Since 2008, Kirkland Island has been noted for the ongoing presence of disarticulated human feet, most recently in February 2016.

In February, 2009, Ducks Unlimited Canada (DUC) and Port Metro Vancouver (PMV) announced completion of an intertidal enhancement project increasing fish habitat at Rose-Kirkland Island. PMV contributed $1.5 million as part of a multi-year plan to offset loss of wildlife habitat from the development of the Deltaport Third Berth Project (DP3). The Rose-Kirkland Island project included breaching Fraser River dikes to create an intertidal environment; raising the elevation of a kilometre of dike to mitigate flooding of the fields on the island; excavating the pool area to facilitate tidal flushing; and upgrading 250 metres of rock riprap along the foreshore to protect against erosion due to waves caused by Fraser River boat traffic.

==Ownership history==
Kirkland Island derives its name from Ladner resident John Kirkland, who with his descendants were prominent landholders in the Surrey and Delta area.

Until 1960, Kirkland and Rose islands were privately owned by HR McMillan, when ownership was transferred to Kirkland Island Waterfowl Society. In 1989, The Nature Trust along with the Pacific Estuary Conservation Program partners purchased the islands and subsequently leased it to the B.C. Ministry of Environment. The ministry, in turn, licensed annual agriculture management and production to the Kirkland Island Waterfowl Society to attract and support migrant waterfowl. In exchange, the society received exclusive use of the islands as a hunting club.

==Fauna==
Many animal species, both endemic and transient, frequent Kirkland Island and the South Arm Marshes. They include:

- Loons and grebes. The South Arm Marshes are frequented by many loon and grebe species, especially during spring and fall migrations. The most easily observed are the common loon, red-throated loon, horned grebe, red-necked grebe and western grebe.
- Great blue herons. Herons are easily seen throughout the year.
- Ducks and geese. Many reside in the South Arm Marshes year-round, but the largest concentrations are observed during the spring and fall migrations. The most common species include mallard ducks and northern pintail ducks, green-winged teal and American wigeon. Snow geese are present in large numbers on the west portion of the area in March and April.
- Bald eagles. Bald eagles nest throughout the Fraser River estuary.
- Hawks.
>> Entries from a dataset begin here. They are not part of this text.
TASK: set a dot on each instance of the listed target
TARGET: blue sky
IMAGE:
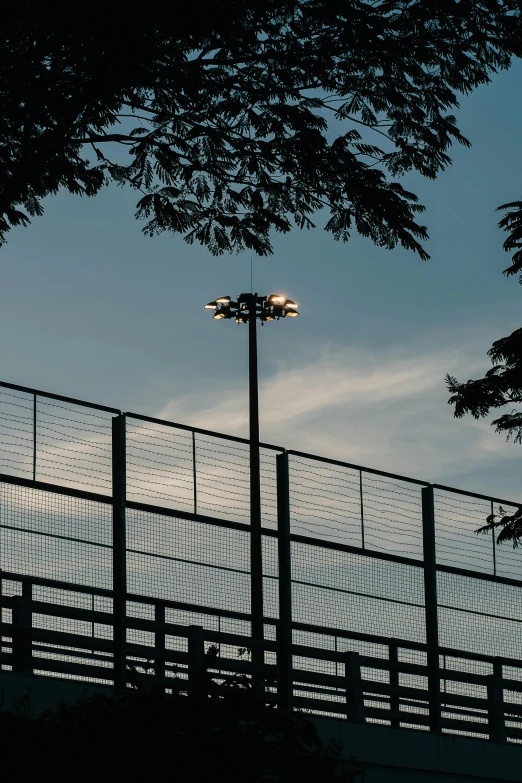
(91, 308)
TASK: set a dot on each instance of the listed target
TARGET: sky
(91, 308)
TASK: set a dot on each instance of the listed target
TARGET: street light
(247, 310)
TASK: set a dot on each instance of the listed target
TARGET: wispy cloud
(383, 410)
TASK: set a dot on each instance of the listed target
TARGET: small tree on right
(501, 386)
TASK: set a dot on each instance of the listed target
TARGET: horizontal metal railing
(406, 538)
(352, 694)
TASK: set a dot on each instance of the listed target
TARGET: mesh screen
(16, 433)
(479, 616)
(205, 474)
(357, 593)
(188, 561)
(55, 536)
(355, 507)
(457, 518)
(73, 446)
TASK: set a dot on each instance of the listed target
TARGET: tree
(244, 116)
(501, 386)
(224, 735)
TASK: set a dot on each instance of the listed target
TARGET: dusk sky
(91, 308)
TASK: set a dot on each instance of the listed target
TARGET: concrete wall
(387, 755)
(384, 755)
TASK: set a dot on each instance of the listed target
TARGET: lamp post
(247, 310)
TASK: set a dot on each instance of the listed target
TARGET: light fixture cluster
(268, 308)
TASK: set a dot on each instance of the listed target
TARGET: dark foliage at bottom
(135, 735)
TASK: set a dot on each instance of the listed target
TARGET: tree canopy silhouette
(501, 386)
(244, 116)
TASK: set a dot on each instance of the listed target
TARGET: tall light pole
(247, 310)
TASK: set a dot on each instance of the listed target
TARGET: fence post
(354, 694)
(34, 437)
(159, 644)
(196, 661)
(119, 560)
(22, 624)
(430, 605)
(496, 719)
(284, 629)
(393, 656)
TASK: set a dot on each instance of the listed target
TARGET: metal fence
(124, 538)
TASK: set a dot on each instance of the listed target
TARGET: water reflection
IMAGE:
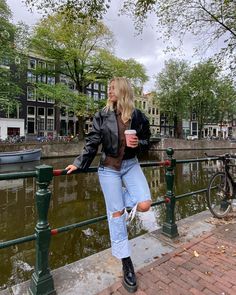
(78, 197)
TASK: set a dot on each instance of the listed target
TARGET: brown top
(115, 162)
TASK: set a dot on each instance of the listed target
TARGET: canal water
(78, 197)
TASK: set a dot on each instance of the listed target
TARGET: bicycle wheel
(219, 195)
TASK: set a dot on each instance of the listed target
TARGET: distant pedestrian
(121, 178)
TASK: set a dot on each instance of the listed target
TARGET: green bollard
(169, 227)
(41, 281)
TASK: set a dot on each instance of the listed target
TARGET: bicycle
(222, 188)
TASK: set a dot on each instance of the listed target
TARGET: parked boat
(20, 156)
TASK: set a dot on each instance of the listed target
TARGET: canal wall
(66, 149)
(183, 144)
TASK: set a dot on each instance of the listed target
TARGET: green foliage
(182, 90)
(78, 103)
(75, 47)
(8, 88)
(171, 83)
(212, 22)
(73, 8)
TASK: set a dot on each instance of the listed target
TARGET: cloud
(147, 48)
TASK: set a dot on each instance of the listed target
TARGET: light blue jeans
(122, 189)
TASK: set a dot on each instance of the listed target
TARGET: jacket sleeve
(93, 141)
(144, 137)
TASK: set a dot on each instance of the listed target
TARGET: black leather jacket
(105, 132)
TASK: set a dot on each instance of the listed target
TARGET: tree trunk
(177, 127)
(81, 127)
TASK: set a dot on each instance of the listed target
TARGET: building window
(96, 86)
(96, 96)
(41, 112)
(194, 116)
(41, 65)
(103, 96)
(51, 80)
(71, 85)
(51, 67)
(31, 77)
(50, 112)
(31, 93)
(41, 123)
(30, 125)
(50, 100)
(42, 78)
(71, 114)
(50, 124)
(32, 64)
(89, 93)
(31, 111)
Concentrations of hawks are greatest during migratory waterfowl stopovers. Hawk species include northern harrier hawk, red-tailed hawk, sharp-shinned hawk and Cooper's hawk.
- Falcons. Peregrine falcons are often seen hunting shorebirds and waterfowl.
- Shorebirds. During low tides, mud flats and marsh areas are frequented by shorebirds, especially during the migration periods.
- Songbirds. Passerine species may be observed throughout the year. The greatest diversity of songbirds occurs in late spring and through the summer. Easily observed are the marsh wren, red-winged blackbird and song sparrow.
- Mammals. The South Arm Marshes are home to both beaver and muskrat. Raccoons and mink may also be observed.
- Seals and sea lions. The channels of the Fraser River are frequented by harbour seals throughout the year, and in the spring by California sea lions. These species are most visible during fish runs.

==Flora==
Rare plant elements appearing in the WMA include Henderson's checker-mallow (Sidalcea hendersonii), rice cutgrass (Leersia oryzoides) and Western St. John's wort (Hypericum scouleri).